“尾をしがみ風の枯木の小鳥かな 虚子”
ある冬の朝のこと
職場でどこからともなく聞こえてくるスズメの群れが鳴く声…
探してみると一角に立つ枯れ木に止まっていた。
ということで正岡子規と親交のあった虚子の歌で冬の枯れ木を題材にした作品があったので掲載してみた。
そこで私が敬愛する漱石も同じく子規と親しくしていたが
その子規がその住まいを「獺祭(だっさい)書屋」と称していたとある。
獺祭とは、川獺(かわうそ)が捕えた魚を川辺に並べる習性がまるで供え物を祭るみたいに見えることから、書物を机に並べて詩作りなどに耽るというアカデミックな姿勢をいうらしい。

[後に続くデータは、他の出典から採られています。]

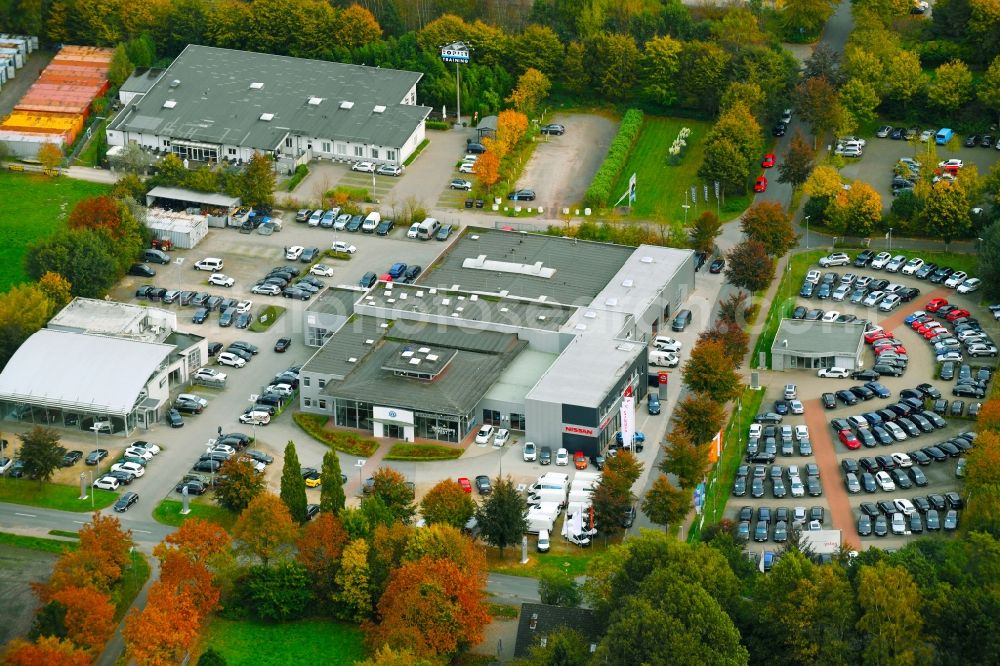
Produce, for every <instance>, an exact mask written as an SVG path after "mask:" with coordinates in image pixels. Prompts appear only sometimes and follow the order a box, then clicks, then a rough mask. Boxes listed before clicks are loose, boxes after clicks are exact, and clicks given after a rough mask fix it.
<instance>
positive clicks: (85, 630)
mask: <svg viewBox="0 0 1000 666" xmlns="http://www.w3.org/2000/svg"><path fill="white" fill-rule="evenodd" d="M52 600H53V601H57V602H59V603H60V604H62V605H63V606H65V608H66V619H65V623H66V637H67V638H69V639H70V640H71V641H73V643H74V644H75V645H76V646H78V647H80V648H82V649H84V650H88V651H89V652H90V653H91V654H94V653H95V652H97V651H99V650H100V649H102V648H103V647H104V644H105V643H107V642H108V639H109V638H110V637H111V634H112V632H114V630H115V605H114V604H113V603H111V597H110V596H109V595H107V594H105V593H104V592H101V591H99V590H95V589H94V588H92V587H65V588H63V589H61V590H59V591H58V592H56V593H55V594H53V595H52Z"/></svg>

唐の詩人李商隠が自らを「獺祭魚庵」と号したことから、李商隠を尊敬する子規は「獺祭書屋主人」を名乗ったとされる。
ところで年明けもいよいよ迫り、巷では正月準備も慌ただしい。
今年習い始めた毛筆でなんとか手書きの年賀状を…などと愚かな考えは書を知れば知るほど恥ずかしくなる。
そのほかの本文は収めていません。